Ramon holds an MBA from Shanghai Jiaotong University and is recognized as a Professor-Level Senior Engineer, enjoying special allowances from the State Council.
Session: From Automation Manufacturing to AI Manufacturing
Over the last decade, the automobile industry has significantly shifted. The focus has moved beyond automation in manufacturing processes to AI manufacturing, which now covers the entire business chain. This includes not only Business Intelligence (BI) aspects like CRM, development, quality control, logistics, sales, and service, but also deep integration into Product Intelligence (PI), especially in connectivity and autonomous driving. This comprehensive application of AI is set to usher the entire automobile industry into a new era of product technology, product definition, and business models.
Patrick Hung
Co-founder at Alta Sicuro Technology Limited, Hong Kong.
Dr. Patrick Hung received his Ph.D. degree from Stanford University. Dr. Hung is an IC design expert specializing in Computer Architecture. Dr. Hung was Consulting Assistant Professor at Stanford University.
Session: From Automation Manufacturing to AI Manufacturing
Artificial Intelligence (AI) is arguably the most transformative technology of this century, with AI servers forming the critical infrastructure behind research, commerce, and everyday applications. As AI workloads grow, so too do the size and power demands of the chips that drive them. For instance, Wafer Scale Integration (WSI) AI chips can consume and dissipate up to 15 kW per die, creating two pressing challenges: rising energy costs and increasingly complex thermal management.
Conventional approaches have focused on incremental improvements in power supply efficiency and cooling methods. In this talk, we present a fundamentally different strategy—a sustainable and scalable Uninterruptible Power Supply (UPS) architecture that harnesses and reduces waste heat from AI servers. By integrating multiple energy recovery technologies such as Organic Rankine Cycles (ORC), Thermoelectric Generators (TEGs), Stirling engines, and Peltier devices, the novel UPS system can vastly improve system performance and efficiency. This emerging architecture not only mitigates thermal and power challenges but also redefines waste heat as a renewable energy resource—paving the way for greener, more resilient AI infrastructure.
Zun Wu
Professor at College of Electrical Engineering, Zhejiang University, China.
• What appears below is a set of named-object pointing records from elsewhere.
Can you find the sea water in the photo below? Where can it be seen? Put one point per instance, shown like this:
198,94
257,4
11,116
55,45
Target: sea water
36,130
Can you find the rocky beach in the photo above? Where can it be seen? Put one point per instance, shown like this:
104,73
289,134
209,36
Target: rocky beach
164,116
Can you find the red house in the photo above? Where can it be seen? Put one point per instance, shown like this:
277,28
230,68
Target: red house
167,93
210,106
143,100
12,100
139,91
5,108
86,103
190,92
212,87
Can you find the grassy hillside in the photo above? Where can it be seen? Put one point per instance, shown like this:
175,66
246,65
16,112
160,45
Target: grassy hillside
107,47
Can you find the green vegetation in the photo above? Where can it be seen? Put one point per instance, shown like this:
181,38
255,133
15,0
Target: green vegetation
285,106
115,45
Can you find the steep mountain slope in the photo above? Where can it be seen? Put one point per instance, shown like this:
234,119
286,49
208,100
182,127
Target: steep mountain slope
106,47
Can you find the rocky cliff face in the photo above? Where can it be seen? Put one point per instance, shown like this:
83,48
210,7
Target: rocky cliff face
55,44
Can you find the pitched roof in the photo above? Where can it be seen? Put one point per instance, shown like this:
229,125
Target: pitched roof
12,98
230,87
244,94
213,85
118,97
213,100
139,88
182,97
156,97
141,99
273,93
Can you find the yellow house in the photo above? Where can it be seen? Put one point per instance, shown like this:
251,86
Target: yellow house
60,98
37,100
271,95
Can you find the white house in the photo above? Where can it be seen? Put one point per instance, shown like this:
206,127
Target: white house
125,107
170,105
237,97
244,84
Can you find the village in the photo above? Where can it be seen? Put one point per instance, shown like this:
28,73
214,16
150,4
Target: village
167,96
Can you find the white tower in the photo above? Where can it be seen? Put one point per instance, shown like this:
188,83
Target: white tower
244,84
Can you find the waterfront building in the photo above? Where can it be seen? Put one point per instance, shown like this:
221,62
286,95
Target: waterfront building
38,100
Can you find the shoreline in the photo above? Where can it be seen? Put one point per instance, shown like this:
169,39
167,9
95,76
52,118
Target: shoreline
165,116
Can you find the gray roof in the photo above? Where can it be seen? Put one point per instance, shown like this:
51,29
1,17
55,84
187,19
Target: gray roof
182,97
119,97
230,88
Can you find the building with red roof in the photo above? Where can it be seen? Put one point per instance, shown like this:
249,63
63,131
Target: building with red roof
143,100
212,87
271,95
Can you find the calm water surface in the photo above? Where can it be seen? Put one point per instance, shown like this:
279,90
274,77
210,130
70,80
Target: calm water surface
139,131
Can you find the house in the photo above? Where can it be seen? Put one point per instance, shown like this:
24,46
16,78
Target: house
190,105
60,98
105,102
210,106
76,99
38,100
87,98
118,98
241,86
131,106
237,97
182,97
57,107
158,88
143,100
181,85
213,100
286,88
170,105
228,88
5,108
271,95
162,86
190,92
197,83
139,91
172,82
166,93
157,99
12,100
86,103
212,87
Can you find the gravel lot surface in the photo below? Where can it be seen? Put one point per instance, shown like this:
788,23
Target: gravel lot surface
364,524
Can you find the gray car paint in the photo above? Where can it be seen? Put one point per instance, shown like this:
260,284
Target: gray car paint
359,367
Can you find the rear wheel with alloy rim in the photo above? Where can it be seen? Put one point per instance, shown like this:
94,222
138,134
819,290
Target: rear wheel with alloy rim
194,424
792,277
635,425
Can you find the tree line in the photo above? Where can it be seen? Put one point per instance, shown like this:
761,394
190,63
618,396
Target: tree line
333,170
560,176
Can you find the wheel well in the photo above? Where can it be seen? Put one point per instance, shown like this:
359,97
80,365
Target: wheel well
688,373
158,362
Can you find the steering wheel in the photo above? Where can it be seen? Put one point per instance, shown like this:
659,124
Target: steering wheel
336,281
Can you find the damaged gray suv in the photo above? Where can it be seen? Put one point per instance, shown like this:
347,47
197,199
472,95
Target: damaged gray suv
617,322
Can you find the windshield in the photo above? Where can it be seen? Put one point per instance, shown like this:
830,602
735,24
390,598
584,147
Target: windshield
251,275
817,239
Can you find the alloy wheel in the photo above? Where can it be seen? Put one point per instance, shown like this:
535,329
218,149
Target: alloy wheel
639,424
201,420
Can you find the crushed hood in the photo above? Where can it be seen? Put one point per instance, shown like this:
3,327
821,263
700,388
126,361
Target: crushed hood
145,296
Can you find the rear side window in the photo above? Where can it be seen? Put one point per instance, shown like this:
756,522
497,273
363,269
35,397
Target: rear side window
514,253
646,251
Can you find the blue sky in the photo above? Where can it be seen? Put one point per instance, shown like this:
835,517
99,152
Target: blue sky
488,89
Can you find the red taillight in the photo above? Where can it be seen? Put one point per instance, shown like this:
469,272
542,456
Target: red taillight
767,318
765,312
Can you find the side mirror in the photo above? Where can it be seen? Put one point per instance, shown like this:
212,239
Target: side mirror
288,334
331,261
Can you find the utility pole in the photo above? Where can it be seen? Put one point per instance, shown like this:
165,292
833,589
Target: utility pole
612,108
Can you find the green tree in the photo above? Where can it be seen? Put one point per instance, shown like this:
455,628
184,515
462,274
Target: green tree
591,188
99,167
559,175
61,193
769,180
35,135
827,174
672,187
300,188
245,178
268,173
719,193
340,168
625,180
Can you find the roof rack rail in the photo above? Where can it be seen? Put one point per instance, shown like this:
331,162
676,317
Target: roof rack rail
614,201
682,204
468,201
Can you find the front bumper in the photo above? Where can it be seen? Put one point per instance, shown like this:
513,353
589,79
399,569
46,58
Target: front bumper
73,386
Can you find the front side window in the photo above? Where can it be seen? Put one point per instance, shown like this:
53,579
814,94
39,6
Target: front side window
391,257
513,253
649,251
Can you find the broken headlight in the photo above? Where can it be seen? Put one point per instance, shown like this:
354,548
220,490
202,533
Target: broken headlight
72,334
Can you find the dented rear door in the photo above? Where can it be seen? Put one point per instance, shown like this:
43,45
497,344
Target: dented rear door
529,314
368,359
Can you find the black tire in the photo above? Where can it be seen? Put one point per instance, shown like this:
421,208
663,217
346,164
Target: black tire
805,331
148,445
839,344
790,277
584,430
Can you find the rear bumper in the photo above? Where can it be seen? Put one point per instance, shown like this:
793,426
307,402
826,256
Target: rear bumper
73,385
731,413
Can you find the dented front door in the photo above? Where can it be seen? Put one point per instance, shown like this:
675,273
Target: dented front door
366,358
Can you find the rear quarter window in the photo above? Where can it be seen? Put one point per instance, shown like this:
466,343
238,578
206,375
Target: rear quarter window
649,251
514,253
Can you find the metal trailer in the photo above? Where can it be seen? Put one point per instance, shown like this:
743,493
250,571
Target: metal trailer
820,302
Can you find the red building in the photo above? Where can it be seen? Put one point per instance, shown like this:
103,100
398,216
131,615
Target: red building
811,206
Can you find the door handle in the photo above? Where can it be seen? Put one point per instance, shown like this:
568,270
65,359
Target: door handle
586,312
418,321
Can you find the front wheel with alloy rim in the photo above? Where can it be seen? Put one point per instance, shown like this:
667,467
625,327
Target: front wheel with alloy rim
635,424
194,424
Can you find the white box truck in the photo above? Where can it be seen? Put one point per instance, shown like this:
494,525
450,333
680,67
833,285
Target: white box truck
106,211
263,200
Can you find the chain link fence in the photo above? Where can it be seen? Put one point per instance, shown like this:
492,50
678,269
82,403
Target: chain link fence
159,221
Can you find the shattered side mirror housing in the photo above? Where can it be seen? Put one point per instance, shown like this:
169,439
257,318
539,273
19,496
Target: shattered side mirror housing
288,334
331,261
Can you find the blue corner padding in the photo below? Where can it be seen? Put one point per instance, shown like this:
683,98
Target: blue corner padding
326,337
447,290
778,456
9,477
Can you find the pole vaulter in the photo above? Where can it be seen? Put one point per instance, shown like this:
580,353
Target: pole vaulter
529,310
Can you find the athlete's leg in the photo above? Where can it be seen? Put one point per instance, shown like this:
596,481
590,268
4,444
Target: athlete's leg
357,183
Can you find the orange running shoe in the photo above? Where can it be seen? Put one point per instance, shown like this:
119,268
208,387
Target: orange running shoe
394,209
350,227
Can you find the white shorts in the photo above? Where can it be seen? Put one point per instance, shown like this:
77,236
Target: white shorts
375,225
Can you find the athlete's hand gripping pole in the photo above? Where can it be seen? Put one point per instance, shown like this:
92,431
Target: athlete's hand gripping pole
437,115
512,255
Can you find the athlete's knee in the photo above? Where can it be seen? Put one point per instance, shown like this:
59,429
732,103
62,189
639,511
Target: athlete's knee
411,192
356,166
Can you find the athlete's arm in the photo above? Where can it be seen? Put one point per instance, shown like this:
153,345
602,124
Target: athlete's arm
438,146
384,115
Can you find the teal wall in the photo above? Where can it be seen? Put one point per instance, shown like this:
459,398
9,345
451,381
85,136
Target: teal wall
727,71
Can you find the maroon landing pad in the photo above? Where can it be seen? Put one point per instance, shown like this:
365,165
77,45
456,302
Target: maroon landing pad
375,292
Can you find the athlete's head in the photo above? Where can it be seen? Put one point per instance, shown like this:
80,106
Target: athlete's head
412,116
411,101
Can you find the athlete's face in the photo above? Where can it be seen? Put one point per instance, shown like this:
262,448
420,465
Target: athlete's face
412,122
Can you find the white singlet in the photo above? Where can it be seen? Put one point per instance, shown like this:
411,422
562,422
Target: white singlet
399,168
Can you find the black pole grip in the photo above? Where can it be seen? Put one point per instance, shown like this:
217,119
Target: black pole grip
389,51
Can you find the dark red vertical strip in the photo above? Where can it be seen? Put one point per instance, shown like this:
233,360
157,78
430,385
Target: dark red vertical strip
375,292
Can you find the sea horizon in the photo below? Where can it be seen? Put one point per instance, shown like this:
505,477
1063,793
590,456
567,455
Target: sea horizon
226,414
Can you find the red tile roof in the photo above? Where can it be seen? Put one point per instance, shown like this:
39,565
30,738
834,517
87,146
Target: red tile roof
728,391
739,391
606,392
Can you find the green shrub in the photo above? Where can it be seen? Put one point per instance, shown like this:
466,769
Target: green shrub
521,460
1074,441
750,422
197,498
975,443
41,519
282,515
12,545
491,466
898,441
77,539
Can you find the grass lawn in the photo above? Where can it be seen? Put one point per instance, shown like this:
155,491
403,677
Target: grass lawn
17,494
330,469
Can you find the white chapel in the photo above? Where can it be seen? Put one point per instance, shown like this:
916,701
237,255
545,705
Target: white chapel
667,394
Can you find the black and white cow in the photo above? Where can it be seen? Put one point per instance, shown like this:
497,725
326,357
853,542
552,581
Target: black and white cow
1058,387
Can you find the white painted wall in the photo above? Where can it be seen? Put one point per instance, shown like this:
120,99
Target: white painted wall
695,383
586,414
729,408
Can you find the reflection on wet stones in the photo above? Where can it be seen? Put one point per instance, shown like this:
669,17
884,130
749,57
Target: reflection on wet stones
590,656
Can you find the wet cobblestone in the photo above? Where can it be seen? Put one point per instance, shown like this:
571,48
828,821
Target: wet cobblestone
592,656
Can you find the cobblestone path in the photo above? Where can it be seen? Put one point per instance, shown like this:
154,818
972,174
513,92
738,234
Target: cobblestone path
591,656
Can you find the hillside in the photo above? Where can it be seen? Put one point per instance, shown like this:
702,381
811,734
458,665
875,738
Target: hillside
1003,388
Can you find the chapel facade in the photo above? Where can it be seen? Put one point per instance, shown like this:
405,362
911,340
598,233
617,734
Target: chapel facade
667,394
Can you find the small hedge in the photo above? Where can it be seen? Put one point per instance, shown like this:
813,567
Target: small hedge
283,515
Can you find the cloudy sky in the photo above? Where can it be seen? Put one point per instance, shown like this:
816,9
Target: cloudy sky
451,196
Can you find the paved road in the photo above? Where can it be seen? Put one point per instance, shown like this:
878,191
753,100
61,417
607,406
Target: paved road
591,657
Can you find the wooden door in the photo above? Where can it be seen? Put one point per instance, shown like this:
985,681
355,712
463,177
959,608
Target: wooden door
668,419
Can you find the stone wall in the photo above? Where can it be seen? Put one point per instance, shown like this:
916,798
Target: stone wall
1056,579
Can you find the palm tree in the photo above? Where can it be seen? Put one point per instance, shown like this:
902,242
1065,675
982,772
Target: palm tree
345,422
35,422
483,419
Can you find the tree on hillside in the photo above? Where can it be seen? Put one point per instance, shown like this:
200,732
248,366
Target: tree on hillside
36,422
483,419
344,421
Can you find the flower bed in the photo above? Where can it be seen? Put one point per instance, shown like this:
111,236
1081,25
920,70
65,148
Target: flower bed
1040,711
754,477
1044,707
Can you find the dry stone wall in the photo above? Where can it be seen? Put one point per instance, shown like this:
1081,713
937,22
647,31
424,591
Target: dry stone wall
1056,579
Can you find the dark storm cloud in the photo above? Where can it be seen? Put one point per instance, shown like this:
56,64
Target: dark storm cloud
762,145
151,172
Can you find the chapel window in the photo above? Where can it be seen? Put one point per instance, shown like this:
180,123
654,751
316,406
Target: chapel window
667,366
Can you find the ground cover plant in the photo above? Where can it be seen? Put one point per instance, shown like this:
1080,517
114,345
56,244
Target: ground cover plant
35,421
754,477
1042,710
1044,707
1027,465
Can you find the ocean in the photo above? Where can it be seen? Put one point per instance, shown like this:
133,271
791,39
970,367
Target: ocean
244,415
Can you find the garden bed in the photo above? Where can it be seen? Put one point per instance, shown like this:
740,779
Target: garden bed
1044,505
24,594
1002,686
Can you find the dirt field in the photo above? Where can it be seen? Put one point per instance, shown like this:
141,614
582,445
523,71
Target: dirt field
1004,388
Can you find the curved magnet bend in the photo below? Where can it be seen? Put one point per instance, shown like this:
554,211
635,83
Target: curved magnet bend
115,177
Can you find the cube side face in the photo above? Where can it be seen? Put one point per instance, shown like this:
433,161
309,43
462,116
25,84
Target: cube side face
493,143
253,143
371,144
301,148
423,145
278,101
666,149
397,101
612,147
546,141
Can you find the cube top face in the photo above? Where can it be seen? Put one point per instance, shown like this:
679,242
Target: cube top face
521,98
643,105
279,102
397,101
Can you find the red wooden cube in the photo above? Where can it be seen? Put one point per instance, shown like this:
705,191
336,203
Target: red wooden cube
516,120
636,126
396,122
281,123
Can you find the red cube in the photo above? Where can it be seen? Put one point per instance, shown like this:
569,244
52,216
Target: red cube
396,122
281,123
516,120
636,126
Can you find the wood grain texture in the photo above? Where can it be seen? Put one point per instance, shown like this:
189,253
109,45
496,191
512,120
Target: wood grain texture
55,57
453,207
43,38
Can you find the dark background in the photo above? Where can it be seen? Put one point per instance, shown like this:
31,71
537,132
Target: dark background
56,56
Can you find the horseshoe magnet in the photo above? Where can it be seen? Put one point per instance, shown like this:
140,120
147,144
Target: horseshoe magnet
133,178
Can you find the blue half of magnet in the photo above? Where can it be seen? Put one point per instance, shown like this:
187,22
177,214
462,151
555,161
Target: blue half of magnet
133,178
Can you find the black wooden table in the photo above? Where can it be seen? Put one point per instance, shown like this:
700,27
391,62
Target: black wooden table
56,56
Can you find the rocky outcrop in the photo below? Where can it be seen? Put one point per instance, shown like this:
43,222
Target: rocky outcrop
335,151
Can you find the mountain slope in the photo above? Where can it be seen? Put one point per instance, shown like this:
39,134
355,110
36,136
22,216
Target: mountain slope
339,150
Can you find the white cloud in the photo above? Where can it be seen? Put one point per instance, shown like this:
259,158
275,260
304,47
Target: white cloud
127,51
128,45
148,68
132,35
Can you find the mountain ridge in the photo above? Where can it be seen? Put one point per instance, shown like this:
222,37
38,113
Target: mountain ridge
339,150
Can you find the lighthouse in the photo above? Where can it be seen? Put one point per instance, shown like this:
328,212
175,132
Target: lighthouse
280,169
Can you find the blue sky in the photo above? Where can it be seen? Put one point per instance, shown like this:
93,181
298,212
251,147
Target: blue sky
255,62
Zan Wu is currently a professor at College of Electrical Engineering, Zhejiang University, China. He served as researcher (2014-2017), and then associate professor (2018-2021) with the Department of Energy Sciences, Lund University, Sweden. His research focuses on sustainable computing, with an emphasis on energy-efficient thermal management for integrated circuits, power electronics packaging, and sustainable AI data centers.
Session: Environmental Impact of Sustainable AI Data Centers
This presentation addresses the urgent need to examine the environmental footprint of AI data centers, particularly their energy consumption and thermal management, as AI systems continue to scale. It explores the sustainability challenges of AI, focusing specifically on electricity supply to data centers and innovative cooling solutions designed to mitigate thermal inefficiencies.
First, the presentation examines the energy demands of modern AI workloads, emphasizing the strain these place on power grids and the crucial role of renewable energy integration in reducing associated carbon emissions. Next, it analyzes various thermal management strategies and cutting-edge cooling technologies that enhance energy efficiency without compromising computational performance, thereby advancing greener AI data centers.